Here is a working example :

from pyspark.sql.types import *
from pyspark.sql.functions import udf

# Instanciate df2
cols = ["age", "height", "name", "Sentences"]
data = [
        (10, 80, "Alice", "Grace, Sarah"),
        (15, None, "Bob", "Sarah"),
        (12, None, "Tom", "Amy, Sarah, Bob"),
        (13, None, "Rachel", "Tom, Bob")
        ]

df2 = spark.createDataFrame(data).toDF(*cols)

# Instanciate df1
cols = ["token"]
data = [
        ("Ali",),
        ("Sarah",),
        ("Bob",),
        ("Bob",)
        ]

df1 = spark.createDataFrame(data).toDF(*cols)

# Creating broadcast variable for Sentences column of df2
lstSentences = [data[0] for data in df2.select('Sentences').collect()]
sentences = spark.sparkContext.broadcast(lstSentences)

def countWordInSentence(word):
    # Count if sentence contains word
    return sum(1 for item in lstSentences if word in item)

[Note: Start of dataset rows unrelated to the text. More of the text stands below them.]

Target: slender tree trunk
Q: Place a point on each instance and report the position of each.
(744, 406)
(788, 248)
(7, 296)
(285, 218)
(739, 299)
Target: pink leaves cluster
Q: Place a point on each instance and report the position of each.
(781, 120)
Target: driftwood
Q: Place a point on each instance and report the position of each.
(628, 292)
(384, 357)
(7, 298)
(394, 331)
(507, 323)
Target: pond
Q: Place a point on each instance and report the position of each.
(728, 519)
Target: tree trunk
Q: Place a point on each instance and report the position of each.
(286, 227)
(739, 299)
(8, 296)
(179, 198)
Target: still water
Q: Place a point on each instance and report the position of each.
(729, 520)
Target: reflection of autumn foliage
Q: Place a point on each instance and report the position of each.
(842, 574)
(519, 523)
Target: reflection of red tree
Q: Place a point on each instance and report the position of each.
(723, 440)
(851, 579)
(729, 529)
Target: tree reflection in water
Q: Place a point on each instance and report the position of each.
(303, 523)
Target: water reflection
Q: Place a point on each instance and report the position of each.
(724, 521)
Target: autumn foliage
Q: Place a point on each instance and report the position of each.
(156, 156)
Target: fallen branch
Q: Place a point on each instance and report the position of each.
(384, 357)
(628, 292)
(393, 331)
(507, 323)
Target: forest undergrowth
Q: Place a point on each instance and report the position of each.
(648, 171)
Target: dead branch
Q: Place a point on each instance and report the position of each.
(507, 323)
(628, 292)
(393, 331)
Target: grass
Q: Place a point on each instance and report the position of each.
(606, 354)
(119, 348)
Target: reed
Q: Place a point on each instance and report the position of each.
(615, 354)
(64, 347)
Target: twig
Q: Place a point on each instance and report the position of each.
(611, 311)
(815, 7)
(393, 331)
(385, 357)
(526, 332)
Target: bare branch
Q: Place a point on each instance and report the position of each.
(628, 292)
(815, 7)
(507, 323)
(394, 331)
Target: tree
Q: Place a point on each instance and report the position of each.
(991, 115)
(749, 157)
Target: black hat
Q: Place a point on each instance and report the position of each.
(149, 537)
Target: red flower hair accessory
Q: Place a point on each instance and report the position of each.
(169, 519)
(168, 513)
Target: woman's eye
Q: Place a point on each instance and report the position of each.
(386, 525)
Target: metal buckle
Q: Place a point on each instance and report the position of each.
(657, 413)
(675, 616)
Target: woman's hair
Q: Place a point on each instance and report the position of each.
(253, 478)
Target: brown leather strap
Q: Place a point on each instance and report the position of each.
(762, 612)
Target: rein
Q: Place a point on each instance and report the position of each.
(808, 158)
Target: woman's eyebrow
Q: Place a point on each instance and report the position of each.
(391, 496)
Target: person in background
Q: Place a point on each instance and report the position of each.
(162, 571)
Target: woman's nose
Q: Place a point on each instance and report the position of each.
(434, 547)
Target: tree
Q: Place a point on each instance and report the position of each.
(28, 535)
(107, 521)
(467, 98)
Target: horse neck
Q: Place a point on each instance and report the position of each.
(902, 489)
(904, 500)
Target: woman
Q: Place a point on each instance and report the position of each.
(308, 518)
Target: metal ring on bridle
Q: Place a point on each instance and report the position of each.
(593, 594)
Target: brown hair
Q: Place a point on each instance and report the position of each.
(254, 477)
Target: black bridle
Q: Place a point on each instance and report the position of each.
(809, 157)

func_udf = udf(countWordInSentence, IntegerType())
df1 = df1.withColumn("COUNT",
                     func_udf(df1["token"]))
df1.show()

CodePudding user response：

Considering the dataframe in the prev answer

from pyspark.sql.functions import explode,explode_outer,split, length,trim
df3 = df2.select('Sentences',explode(split('Sentences',',')).alias('friends'))
df3 = df3.withColumn("friends", trim("friends")).withColumn("length_of_friends", length("friends")) 
display(df3)

df3 = df3.join(df1, df1.token == df3.friends,how='inner').groupby('friends').count()


display(df3)